We refer to the collection of these requirements as the research environment. Before developing an algorithm, the DS team builds this environment. And in the future, if need be, they enrich it.
At the beginning, when there is little understanding of the problem, the team has to deal with the issue of a cold start. For instance, it is unclear how comprehensive the problem statement is, which data to use, and how to build and evaluate the algorithm. Initially, the DS team should build a baseline algorithm to deal with this cold start. The goodness of this algorithm is unimportant. The goal is to produce a simple end-to-end algorithm, i.e., from the data to the metrics.

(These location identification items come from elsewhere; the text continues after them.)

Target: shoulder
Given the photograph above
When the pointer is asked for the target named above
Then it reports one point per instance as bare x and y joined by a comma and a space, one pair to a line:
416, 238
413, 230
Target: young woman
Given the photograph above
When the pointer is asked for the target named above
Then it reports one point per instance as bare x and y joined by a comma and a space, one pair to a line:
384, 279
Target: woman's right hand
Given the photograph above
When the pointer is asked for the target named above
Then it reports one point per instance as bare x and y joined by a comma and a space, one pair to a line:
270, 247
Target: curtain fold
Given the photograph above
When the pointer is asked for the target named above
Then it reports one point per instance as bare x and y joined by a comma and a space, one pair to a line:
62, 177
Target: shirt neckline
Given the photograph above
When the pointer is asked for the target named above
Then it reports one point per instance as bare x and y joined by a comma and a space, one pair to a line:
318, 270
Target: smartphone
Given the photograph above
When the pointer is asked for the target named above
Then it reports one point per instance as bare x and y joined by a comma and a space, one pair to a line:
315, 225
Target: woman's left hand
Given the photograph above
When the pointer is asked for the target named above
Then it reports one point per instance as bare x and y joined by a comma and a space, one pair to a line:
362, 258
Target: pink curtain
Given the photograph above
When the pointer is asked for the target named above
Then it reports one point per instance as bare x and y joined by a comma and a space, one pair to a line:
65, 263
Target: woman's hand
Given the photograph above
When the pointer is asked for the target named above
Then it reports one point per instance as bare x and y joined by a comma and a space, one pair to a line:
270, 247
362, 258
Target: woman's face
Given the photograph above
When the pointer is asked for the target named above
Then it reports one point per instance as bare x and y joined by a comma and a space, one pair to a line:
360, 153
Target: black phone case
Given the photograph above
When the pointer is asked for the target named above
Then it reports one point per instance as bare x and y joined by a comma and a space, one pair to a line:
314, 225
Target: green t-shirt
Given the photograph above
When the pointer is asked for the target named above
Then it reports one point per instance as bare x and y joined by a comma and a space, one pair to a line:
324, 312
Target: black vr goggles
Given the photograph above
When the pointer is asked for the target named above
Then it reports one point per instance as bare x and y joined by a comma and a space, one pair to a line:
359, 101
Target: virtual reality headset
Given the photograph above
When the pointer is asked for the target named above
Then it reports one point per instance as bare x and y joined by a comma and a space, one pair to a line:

Building this algorithm creates an initial version of the research environment. Specifically, the DS team consults stakeholders to devise an initial version of the problem statement and evaluation metric. Then, the DS team (quite possibly with the help of engineers) builds a database containing the datasets they initially perceive as required and starts a computing cluster. The DS team can develop a more advanced algorithm using this environment. And enrich it if need be.
Algorithm development process
Developing an algorithm is an iterative procedure that resembles the scientific method. Broadly speaking, the procedure is as depicted in Figure 3.
Here we go through these steps with a detailed example of forecasting sales. Devising a hypothesis is about coming up with conjectures through endeavors such as consultation with subject matter experts, literature study, explanatory data analysis, and getting intuitions from outcomes of previous experiments.
For example, through consultation with subject matter experts, the DS team uncover that promotion campaigns impact sales. The literature study informs them that autoregressive models are suitable for time series forecasting. The explanatory data analysis suggests that the sales data is quarterly seasonal. With these conjectures, the DS team forms a hypothesis, essentially the blueprint for an algorithm.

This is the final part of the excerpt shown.